Walk the Edge Page 113

I laugh because we totally are and there’s no way to hide what we’ve been doing. Razor’s hair is tousled and his lips are swollen. He grins as he slides a finger along my neck, where there are no doubts that my skin has flushed.

“No one said we couldn’t kiss,” I say.

“True. That was not one of the rules.”

His laughter fades as he tucks my hair behind my ear, then pulls me into the shelter of his body. I lay my head on his shoulder and let one of my hands rest on his solid chest.

“I’ve missed you.” Razor nuzzles my hair, then kisses the top of my head.

“I’ve missed you, too.” I hug him tight and breathe in his scent of autumn air and leather. The smell of freedom. “We’re going to make this work, right?”

“Yes,” he says. “That’s a promise.”

RAZOR

THE FIELD FEELS lonely without Breanna, and because of that, I had promised myself I wouldn’t come unless she could join me, but I’m on a mission for someone I loved before Breanna. I have a promise to keep to Olivia.

I take off my leather gloves and stick them in my jacket and my warm breath billows out into the cold air. The trees have lost their leaves, the grass is now brown, but the memories of Breanna’s laughter, the feel of her body pressed against mine make this place as colorful as it was this fall.

My cell vibrates and I pull it out as I pause near the abandoned bridge. It’s Breanna: Am I late? My meeting ran over and then I couldn’t get a signal until I stepped outside.

Even a hundred miles away, at times, it’s like she’s beside me. Me: Just in time.

Breanna: I wish I could have met her.

Having Breanna on the other end of my cell steals away some of the ache. Me too.

Olivia would have loved her. Me: Give me a few and then I’ll video call.

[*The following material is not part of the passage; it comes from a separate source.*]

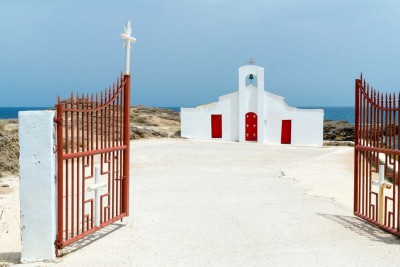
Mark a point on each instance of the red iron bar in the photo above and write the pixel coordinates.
(376, 144)
(92, 131)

Breanna: Sounds good. I love you.

I walk onto the abandoned railway bridge and peer at the bridge upstream. I haven’t been here since the day Kyle forced Breanna onto the tracks. Haven’t had the guts or the desire to. This field belonged to me and her, and the bridge Kyle dragged Breanna on and then the bridge a little farther down has affected my life in ways I’m not sure anyone can understand.

Bridges are meant to connect. They’re meant to defy drops and distances, but occasionally we lose our way...we fall off, we drive off, we consider jumping.

Mom’s bridge—I lost my way. The bridge I’m standing on—I had spiritually jumped. The bridge where I tackled Kyle—I saved myself.

The colder air carries the sound of the tractor trailers crossing over the busy state road a few miles ahead and off in the distance a train whistle blows. Six months ago, I was mourning the loss of Olivia and my mother, I never knew I’d know love and I was estranged from my club and father, if not in body, then in spirit.

Now I’ll be the best man in my father’s upcoming wedding, I’m being mentored for a future board position in the club and the girl I love includes me when she talks about her future.

I open the box in my hands and pull out the bag containing Olivia’s ashes.

Yeah, there are certain lies in life we convince ourselves we have to believe and those are the ones that lead us to self-destruction. But as we grow, as we mature, we learn how to search for the truth. We learn that our lives are not determined by fate, but by our own free will.

Olivia said I’d know what to do with her ashes when I found peace and she was right. I open the bag and let the wind carry her remains off the bridge and into the valley below. “I’ve finally learned how to let go, Olivia. I’ve finally learned how to let you and Mom go.”

When the bag is empty, when the burning in my eyes and in my throat no longer feels like it’s going to consume me, I sit and let my legs hang over the edge. A few swipes of my phone, a beeping, and the most beautiful girl in the world pops onto the screen.

“Did you do it?” she asks, and concern mars her hazel eyes. “Did you release her ashes?”

I nod. “Thanks for being here with me.”

“Anytime. Do you want to talk about her?”

I’ve done that—told Breanna stories about Olivia, but the past isn’t where I desire to be. I belong to the present and even maybe my future. “Are you still interested in those northeastern colleges?”

Breanna gathers her hair away from her face while she nods. “I’ll be home this summer.”

She’s worried about distance, but I’m not. “I talked to the board. We think it’s time the Terror and the security company expand, and those places you mentioned—New York, Massachusetts—sound like areas that need someone like me to plant a new chapter.”

She shrieks with joy. “Please tell me you aren’t kidding.”

“Never.” Breanna may never understand how much I love her. “I would never joke about something like this with you.”

Breanna blinks like she’s on the verge of tears, and hating that I can’t hold her, I press forward with conversation. “Help me narrow down the field of where the Terror are headed. I have a lot of work to do and only a few months to do it.”

She wipes her eyes, sucks in a breath and begins telling me everything she knows about the places where our future together might begin.